Sunday, 30 November 2008

Easy pieces


Die Bilder sind von der Fraueninsel, gestern.

Poem by Robert Frost (I like the many I's in it)

I have been one acquainted with the night.
I have walked out in rain—and back in rain.
I have outwalked the furthest city light.

I have looked down the saddest city lane.
I have passed by the watchman on his beat
And dropped my eyes, unwilling to explain.
I have stood still and stopped the sound of feet
When far away an interrupted cry
Came over houses from another street,

But not to call me back or say good-by;
And further still at an unearthly height
One luminary clock against the sky

Proclaimed the time was neither wrong nor right.
I have been one acquainted with the night.






Tuesday, 25 November 2008

Monday, 24 November 2008

The melting blog


As soon as I open a newspaper there is this onslaught of bad stuff - corrupt politicians, greedy money lenders, murderers, small children getting tortured to death, and to top it all - Madonna and Guy - Paris Hilton ..I mean, really, I am not saying I am the only good person on earth but you start looking around and thinking - what does this man get up to at home, is this child being maltreated, is there anyone you can trust any more? Is Andrea Ypsilanti a bad person, has Obama got a chance in hell to change anything? Can I bear to see any more bankers gracefully accepting a "downsized" salary of only EUR 600,000? and then a picture of a grinning child scavenging in a rubbish dump in Peru? Do I want to think about the Russian or the Sicilian Mafia, ever again? I decided to stick my head in the sand. And from now on I will try to make the world a better place by writing only uplifting stuff about what books and food and parties. In English and in German, because I have, after all, become half German again.

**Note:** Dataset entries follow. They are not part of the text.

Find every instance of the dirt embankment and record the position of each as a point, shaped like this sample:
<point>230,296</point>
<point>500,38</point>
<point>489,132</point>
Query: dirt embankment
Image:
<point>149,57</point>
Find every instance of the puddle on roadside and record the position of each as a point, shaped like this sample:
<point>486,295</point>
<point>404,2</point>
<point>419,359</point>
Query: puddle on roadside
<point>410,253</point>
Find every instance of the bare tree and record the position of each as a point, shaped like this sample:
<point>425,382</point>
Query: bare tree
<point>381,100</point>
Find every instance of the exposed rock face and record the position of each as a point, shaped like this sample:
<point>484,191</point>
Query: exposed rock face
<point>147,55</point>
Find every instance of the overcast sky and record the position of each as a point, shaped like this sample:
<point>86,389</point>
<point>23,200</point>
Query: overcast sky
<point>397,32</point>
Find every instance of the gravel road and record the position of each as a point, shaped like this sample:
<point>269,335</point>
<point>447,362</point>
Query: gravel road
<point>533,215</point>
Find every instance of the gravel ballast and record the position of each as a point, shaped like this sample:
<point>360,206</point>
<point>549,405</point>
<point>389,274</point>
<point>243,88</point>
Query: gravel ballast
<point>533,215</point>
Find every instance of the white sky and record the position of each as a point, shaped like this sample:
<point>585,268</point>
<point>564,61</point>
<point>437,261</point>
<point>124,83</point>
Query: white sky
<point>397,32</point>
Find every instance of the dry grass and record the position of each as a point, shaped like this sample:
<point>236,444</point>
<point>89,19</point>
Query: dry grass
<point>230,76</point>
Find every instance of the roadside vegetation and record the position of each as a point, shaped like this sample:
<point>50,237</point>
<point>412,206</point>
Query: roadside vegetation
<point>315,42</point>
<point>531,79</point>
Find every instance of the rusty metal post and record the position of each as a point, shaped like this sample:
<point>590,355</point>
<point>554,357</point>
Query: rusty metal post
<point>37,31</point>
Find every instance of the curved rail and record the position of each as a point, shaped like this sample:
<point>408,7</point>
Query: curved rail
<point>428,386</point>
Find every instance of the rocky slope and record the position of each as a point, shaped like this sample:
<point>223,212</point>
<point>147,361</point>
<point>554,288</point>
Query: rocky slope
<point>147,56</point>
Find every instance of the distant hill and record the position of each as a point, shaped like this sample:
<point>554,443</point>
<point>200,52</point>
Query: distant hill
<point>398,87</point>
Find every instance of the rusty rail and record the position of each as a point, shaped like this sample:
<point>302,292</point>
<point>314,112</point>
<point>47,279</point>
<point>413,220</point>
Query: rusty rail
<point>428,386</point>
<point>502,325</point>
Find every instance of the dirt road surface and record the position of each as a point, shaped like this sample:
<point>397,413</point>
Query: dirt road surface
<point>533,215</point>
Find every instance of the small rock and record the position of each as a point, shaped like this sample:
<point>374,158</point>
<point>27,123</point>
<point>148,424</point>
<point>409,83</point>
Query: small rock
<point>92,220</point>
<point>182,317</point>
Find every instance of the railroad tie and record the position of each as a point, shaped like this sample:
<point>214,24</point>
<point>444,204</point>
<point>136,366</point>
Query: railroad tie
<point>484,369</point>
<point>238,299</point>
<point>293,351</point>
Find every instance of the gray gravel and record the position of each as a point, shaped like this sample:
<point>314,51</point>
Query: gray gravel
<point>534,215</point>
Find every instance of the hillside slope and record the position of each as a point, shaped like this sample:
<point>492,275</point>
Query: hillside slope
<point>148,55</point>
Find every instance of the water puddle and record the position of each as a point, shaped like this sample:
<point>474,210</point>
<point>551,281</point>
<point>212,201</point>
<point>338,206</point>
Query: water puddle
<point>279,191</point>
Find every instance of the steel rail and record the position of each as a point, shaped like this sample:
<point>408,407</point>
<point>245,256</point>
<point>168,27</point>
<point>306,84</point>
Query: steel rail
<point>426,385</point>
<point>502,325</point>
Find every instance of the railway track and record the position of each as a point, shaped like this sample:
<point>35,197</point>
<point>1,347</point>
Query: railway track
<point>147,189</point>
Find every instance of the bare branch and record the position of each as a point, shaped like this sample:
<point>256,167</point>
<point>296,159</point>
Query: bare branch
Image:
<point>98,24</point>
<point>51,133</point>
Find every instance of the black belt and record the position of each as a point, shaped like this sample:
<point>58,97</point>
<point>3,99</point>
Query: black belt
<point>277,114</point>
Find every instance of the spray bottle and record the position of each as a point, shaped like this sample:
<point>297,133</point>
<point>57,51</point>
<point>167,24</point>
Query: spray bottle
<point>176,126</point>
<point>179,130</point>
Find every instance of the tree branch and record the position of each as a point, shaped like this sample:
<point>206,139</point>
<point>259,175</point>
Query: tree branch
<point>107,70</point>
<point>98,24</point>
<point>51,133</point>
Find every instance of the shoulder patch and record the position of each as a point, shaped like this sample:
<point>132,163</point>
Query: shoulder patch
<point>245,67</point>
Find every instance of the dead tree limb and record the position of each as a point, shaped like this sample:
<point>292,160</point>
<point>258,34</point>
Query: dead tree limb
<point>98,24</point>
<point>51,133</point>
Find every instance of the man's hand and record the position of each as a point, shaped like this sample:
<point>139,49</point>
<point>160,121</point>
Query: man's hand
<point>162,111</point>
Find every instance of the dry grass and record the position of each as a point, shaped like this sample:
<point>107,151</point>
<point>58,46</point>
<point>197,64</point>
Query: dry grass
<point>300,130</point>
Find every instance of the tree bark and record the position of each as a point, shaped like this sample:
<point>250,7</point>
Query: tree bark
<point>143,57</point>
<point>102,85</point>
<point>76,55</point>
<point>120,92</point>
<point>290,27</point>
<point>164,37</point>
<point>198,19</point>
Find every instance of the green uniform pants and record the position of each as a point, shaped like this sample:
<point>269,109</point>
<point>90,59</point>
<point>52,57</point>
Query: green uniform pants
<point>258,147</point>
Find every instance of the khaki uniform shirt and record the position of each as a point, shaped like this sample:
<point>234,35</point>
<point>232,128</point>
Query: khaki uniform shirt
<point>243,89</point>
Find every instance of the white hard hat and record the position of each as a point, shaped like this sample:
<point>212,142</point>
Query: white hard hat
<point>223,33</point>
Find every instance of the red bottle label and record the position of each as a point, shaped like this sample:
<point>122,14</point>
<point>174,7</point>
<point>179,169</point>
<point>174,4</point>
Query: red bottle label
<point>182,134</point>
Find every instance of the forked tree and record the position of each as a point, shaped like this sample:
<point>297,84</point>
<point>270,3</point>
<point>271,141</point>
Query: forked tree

Jeden Tag, wenn ich die Zeitung aufschlage, schwappt mir eine solche Welle von Üblem entgegen - korrupte Politiker, gierige Banker, Leute bringen sich gegenseitig um, Kinder werden zu Tode gequält, und dann noch zu allem Überfluss – Madonna und Guy, Paris Hilton.. Ich meine, echt, ich bin auch nicht perfekt aber man fängt an alle Leute anzusehen und zu denken „was macht der zu Hause?“ und „ob dieses Kind wohl geschlagen wird, oder schlimmer...“ – gibt es überhaupt noch „normal“?
Ist Andrea Ypsilanti so übel wie die Zeitungen sie darstellen (natürlich nicht, es gibt wahrlich schlimmeres als politisch zu taktieren). Hat Obama überhaupt irgendeine Chance irgendwas zu ändern? Tu ich mir das an, über Banker zu lesen, die sich herablassen, „nur“ noch 600,000 euro im Jahr zu verdienen, währen in Peru auf den Müllhalden ein Kind was zu essen sucht und von Russland bis Sizilien die Mafia tobt?
Ich setze ab jetzt auf die Strategie „Kopf in den Sand“ und schreibe einfach nur noch über tolle Bücher, leckeres Essen und blaue Berge. Auf Englisch und auf deutsch, weil ich ja schließlich wieder halb deutsch bin.

Sunday, 16 November 2008

How about reading?

I read this letter to my newspaper today about the whole hype: "Save the automobile industry! save 1,000s of jobs" etc. and this guy says "why don't we just drive the cars we have, we all work less, okay, we have less money, but we have more time to read."
It's hard to say things like that, but they need saying, too.

Once upon a time.....
click on the picture if you want to read it!

Friday, 14 November 2008

Abwarten und Tee trinken

This is one of the German sayings I like very much: wait and drink tea -what could be better? Coffee, maybe. Actually, it's a bit English, since tea is the panacea for everything in England.
Unforgettable: when our house in London burned down in 1979, we were standing outside watching, incredulous. Our neighbours were outside with tray full of mugs of tea (lots of sugar in there, dear!) before the fire brigade.
November - time for a cup of tea.

Sunday, 9 November 2008

the little things in life


Today, I read a book by Christa Moog about Katherine Mansfield that I admired, "Aus tausend grünen Spiegeln". I was jealous of the way she was able to intertwine her life as a woman who left her country with that of her subject, who left New Zealand to live in London and Paris and the South of France, like a rolling stone. She just describes where she is, where she "meets" KM, how she sees the things that KM saw, she quotes passages from her stories and then just puts her own story beside them. Is it possible to learn to write like this? It is a sort of fictional but also chronicle style, full of sensuous images of bursting plums and the feel of Paris streets, of the busy kitchen of a London biographer (this must be Claire Tomalin who also wrote a biography of KM), and of the warm sun on rusty farm machinery in Thuringen...It was kind of hard to read but also like watching a film, one of those films that was spawned by "the French Lieutenant's Woman" where the past becomes the present and the present re-lives the past. Just to take so much time over one author, one story, one thing. Engrossing, diverting, inspiring, escapist...annoying!